Op kerstavond, de viering van de geboorte, zendt de Boeddhistische Blik een documentaire uit over de viering van de cyclus van leven en sterven, waarbij ieder einde een nieuw begin inluidt. ‘Als we de eindigheid van ons bestaan zien, zullen we ons leven bewuster en gerichter vormgeven’ Sebo Ebbens In de Walburgiskerk in Zutphen wordt het oratorium Kailash uitgevoerd, een muziekstuk van de Chinese componist Chen Xiaoyong voor cello en koor. Het stuk is gebaseerd op het Tibetaans dodenboek en beschrijft, middels klanken van water, bergen en wind, de vier overgangsstadia tussen leven en dood.

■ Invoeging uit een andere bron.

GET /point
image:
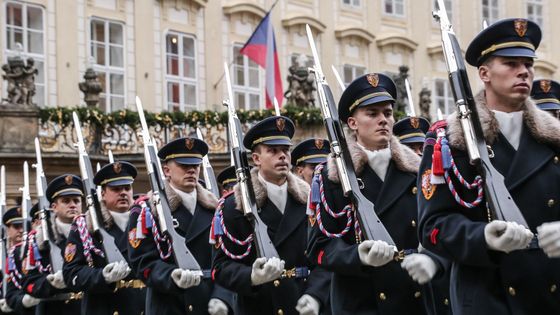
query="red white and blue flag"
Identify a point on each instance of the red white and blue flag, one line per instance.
(261, 48)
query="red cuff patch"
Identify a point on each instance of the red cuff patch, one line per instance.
(320, 257)
(146, 273)
(433, 236)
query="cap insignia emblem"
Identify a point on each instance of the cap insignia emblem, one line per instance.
(520, 27)
(373, 79)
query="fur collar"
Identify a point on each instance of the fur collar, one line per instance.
(404, 158)
(540, 124)
(297, 187)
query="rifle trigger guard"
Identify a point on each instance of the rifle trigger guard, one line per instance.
(490, 151)
(361, 183)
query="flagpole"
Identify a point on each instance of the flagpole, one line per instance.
(231, 62)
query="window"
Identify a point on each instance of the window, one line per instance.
(534, 11)
(25, 35)
(107, 49)
(490, 11)
(443, 96)
(352, 3)
(180, 55)
(448, 8)
(351, 72)
(393, 7)
(246, 81)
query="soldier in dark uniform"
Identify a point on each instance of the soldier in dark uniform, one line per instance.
(227, 179)
(64, 193)
(172, 290)
(366, 278)
(16, 300)
(411, 131)
(307, 154)
(546, 94)
(101, 281)
(263, 285)
(493, 271)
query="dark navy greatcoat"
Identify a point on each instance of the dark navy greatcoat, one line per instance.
(358, 289)
(164, 296)
(35, 283)
(99, 297)
(288, 232)
(484, 281)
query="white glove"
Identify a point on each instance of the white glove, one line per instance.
(185, 279)
(420, 267)
(549, 238)
(116, 271)
(308, 305)
(56, 280)
(29, 301)
(4, 306)
(506, 236)
(375, 253)
(217, 307)
(266, 270)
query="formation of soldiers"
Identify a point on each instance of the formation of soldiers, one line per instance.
(308, 248)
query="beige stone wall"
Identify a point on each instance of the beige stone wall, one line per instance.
(362, 36)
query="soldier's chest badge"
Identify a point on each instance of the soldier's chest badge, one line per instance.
(132, 239)
(427, 188)
(69, 252)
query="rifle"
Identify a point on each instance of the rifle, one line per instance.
(182, 255)
(43, 205)
(371, 225)
(3, 249)
(25, 207)
(208, 171)
(263, 243)
(112, 252)
(499, 200)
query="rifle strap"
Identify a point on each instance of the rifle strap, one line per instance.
(448, 164)
(317, 199)
(219, 229)
(87, 241)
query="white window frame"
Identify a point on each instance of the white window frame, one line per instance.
(107, 69)
(24, 54)
(449, 100)
(534, 4)
(245, 89)
(355, 4)
(181, 78)
(394, 4)
(491, 18)
(354, 69)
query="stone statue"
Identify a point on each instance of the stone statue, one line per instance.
(91, 87)
(300, 84)
(21, 81)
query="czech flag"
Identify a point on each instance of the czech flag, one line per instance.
(261, 48)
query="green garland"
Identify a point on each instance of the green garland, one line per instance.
(96, 117)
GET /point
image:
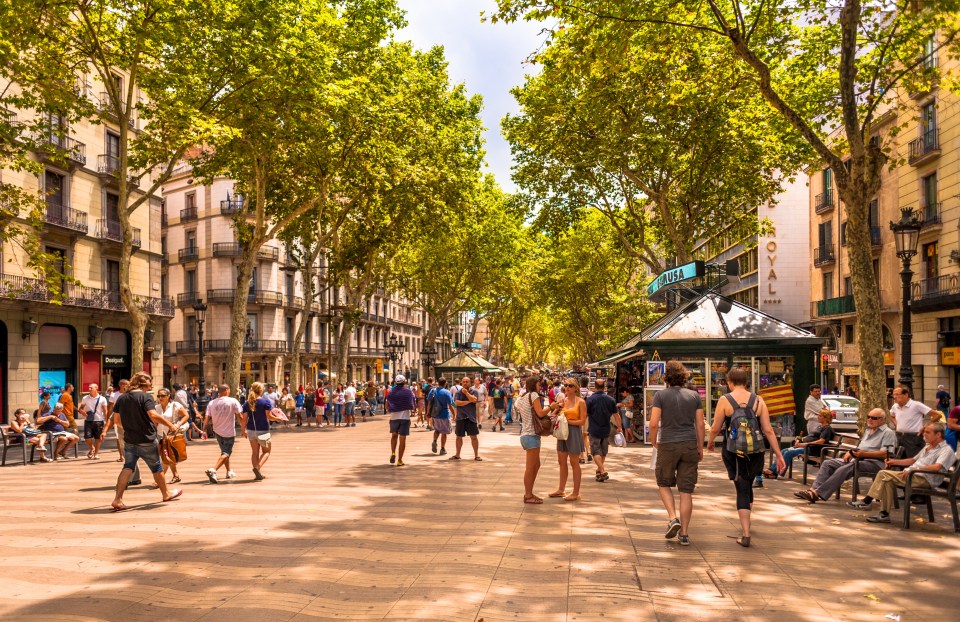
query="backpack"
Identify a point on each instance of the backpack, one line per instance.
(743, 434)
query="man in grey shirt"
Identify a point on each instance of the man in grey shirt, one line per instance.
(677, 414)
(876, 444)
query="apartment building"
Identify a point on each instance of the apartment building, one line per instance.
(200, 262)
(86, 337)
(773, 267)
(928, 181)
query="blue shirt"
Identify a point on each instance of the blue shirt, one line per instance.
(444, 400)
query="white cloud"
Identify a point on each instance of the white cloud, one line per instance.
(487, 58)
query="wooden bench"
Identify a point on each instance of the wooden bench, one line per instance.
(946, 490)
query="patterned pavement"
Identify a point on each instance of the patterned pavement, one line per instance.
(335, 532)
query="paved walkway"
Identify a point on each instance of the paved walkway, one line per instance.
(336, 532)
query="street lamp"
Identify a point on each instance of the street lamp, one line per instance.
(393, 347)
(201, 311)
(906, 233)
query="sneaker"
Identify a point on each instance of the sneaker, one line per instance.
(673, 528)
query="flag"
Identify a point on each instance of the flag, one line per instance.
(779, 399)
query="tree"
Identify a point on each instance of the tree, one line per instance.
(646, 158)
(828, 72)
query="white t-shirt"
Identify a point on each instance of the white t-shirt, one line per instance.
(96, 404)
(910, 416)
(223, 413)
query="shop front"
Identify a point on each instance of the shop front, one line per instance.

De teksten uit het boek zijn voor het muziekstuk herschreven door boeddhist Sebo Ebbens. Ze geven inzicht in hoe we met de dood om kunnen gaan, maar gaan vooral over het leven. Het ontstaansproces van het oratorium is voor alle musici en medewerkers een indringende persoonlijke ervaring, waarbij hun eigen relatie tot het sterven voelbaar wordt. Intense gebeurtenissen, zoals het verlies van een dierbare of een echtscheiding brengen een diep besef van de relatie tussen leven en sterven. In de documentaire onderzoeken we, samen met de zangers en muzikanten, hoe we die relatie ook in het leven van alledag kunnen zien. We volgen het ontstaansproces van dit oratorium door de ogen van de makers. Kennen zij het Tibetaanse dodenboek? Wat is hun ervaring met dood in hun leven? Beïnvloed kennis over leven en sterven hun bijdrage aan het muziekstuk? En, op welke manier heeft dit project hen verrijkt?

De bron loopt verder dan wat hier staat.